LongCLIP-Registers-Gated_MLP-ViT-L-14

zer0int

Enhanced Long-CLIP model with 248 token input capacity, featuring register tokens and gated MLPs. Significantly reduces modality gap and improves retrieval performance.

Property	Value
Author	zer0int
Token Capacity	248 tokens
Model Type	CLIP Text-Image Encoder
Base Architecture	ViT-L/14 with Register Tokens
Model URL	huggingface.co/zer0int/LongCLIP-Registers-Gated_MLP-ViT-L-14

What is LongCLIP-Registers-Gated_MLP-ViT-L-14?

This is an enhanced version of the LongCLIP model that introduces register tokens and gated MLPs to improve performance and reduce the modality gap between text and image representations. The model extends CLIP's token limit from 77 to 248 tokens while significantly improving retrieval performance and maintaining strong classification capabilities.

Implementation Details

The model implements several key architectural improvements over the original LongCLIP-L, including register tokens and gated MLPs in the ViT architecture. It achieves substantial improvements in modality gap reduction (0.5781 vs 1.0672) and cross-modal retrieval performance.

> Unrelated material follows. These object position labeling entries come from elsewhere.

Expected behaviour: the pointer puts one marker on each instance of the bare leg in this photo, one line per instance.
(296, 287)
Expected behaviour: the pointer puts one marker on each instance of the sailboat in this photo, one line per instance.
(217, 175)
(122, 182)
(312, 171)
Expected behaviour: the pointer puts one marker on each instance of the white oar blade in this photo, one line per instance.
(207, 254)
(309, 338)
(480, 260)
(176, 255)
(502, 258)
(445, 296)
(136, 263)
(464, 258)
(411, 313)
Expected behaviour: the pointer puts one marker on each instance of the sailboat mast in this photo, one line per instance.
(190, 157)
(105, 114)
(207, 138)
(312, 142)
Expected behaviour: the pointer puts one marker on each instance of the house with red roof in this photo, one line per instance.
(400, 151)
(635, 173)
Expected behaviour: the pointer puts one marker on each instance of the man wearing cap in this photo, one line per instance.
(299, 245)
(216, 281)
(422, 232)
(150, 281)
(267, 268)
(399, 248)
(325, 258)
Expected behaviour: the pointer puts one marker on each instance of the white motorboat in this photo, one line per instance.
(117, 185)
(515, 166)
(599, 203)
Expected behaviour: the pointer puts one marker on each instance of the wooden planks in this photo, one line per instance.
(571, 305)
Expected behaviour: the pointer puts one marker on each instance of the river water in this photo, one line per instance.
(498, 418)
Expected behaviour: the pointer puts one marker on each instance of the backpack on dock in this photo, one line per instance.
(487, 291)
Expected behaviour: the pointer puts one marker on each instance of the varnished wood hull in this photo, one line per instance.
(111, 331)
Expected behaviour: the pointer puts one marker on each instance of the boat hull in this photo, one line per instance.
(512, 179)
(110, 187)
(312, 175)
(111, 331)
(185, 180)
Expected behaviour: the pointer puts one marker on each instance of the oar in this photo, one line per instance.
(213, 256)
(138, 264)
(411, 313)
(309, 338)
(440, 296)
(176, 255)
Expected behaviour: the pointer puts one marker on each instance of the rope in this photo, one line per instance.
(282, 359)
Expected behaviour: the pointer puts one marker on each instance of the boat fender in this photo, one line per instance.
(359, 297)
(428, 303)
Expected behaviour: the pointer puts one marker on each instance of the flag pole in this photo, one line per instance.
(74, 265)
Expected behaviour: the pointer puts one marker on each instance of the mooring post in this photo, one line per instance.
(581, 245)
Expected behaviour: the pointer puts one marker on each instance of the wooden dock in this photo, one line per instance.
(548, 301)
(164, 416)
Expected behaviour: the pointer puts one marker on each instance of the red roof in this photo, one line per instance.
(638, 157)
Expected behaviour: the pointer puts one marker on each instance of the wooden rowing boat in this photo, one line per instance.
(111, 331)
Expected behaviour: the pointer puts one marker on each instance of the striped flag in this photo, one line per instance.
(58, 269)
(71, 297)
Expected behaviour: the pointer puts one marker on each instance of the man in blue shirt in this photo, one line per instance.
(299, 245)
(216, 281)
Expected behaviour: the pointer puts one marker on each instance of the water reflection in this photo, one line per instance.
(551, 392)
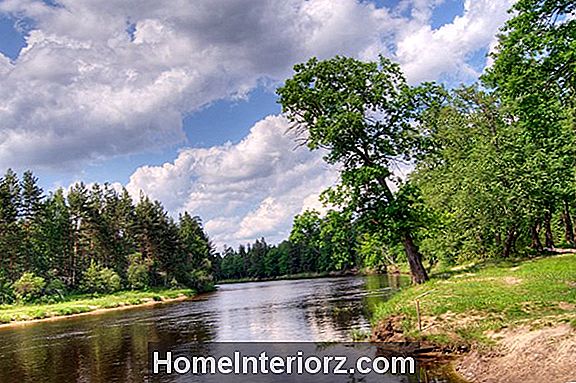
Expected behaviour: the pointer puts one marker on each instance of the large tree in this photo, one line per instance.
(363, 115)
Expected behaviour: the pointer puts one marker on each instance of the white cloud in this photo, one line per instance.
(242, 191)
(99, 79)
(426, 53)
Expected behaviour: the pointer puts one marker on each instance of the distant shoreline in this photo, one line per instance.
(79, 308)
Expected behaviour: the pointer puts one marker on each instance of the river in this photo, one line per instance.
(113, 346)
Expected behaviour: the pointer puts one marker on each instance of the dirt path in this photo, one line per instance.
(546, 355)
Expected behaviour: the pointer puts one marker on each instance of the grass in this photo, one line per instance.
(461, 305)
(77, 304)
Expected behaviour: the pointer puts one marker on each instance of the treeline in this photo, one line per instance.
(318, 244)
(494, 163)
(95, 240)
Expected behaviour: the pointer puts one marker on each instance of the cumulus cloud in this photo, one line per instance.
(426, 53)
(242, 191)
(101, 79)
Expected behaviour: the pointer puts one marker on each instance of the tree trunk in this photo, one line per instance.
(568, 226)
(535, 234)
(509, 242)
(417, 269)
(548, 229)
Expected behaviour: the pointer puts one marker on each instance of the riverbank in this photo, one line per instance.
(76, 305)
(511, 321)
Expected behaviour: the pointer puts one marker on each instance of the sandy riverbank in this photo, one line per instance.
(523, 355)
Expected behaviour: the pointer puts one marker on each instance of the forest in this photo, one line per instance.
(93, 240)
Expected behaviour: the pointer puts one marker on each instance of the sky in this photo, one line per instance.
(176, 98)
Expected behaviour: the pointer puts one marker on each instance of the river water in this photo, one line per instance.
(113, 346)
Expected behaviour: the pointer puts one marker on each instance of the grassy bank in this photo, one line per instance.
(464, 305)
(77, 304)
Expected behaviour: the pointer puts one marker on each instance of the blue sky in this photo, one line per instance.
(177, 99)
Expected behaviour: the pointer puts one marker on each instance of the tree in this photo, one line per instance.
(362, 114)
(534, 76)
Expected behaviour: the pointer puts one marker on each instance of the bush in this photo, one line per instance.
(6, 292)
(100, 280)
(29, 288)
(138, 275)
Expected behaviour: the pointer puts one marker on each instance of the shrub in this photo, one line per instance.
(29, 287)
(100, 280)
(55, 290)
(138, 275)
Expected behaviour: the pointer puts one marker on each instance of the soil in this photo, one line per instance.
(524, 356)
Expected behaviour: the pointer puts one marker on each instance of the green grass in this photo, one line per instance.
(460, 305)
(77, 304)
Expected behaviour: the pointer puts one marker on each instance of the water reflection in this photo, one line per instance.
(112, 347)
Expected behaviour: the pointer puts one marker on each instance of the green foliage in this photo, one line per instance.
(138, 272)
(466, 302)
(101, 280)
(364, 114)
(55, 290)
(6, 292)
(29, 287)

Increased token limit to 248 tokens
Enhanced ViT architecture with register tokens
Improved modality alignment through gated MLPs
Compatible with standard CLIP interfaces

Core Capabilities

Superior MSCOCO Image Retrieval (Recall@5: 0.3663)
Enhanced Text Retrieval Performance (Recall@5: 0.5398)
Strong ImageNet/ObjectNet Zero-Shot Performance (MVT: 0.8724)
Reduced Modality Gap (0.5781)
Improved Image-Text Cosine Similarity (Mean: 0.4711)

Frequently Asked Questions

Q: What makes this model unique?

This model uniquely combines extended token capacity with architectural improvements like register tokens and gated MLPs, resulting in significantly better modality alignment and retrieval performance while maintaining classification accuracy.

Q: What are the recommended use cases?

The model is particularly well-suited for text-to-image generation, video processing, and applications requiring longer text inputs. It's designed as a drop-in replacement for CLIP-L in systems like ComfyUI.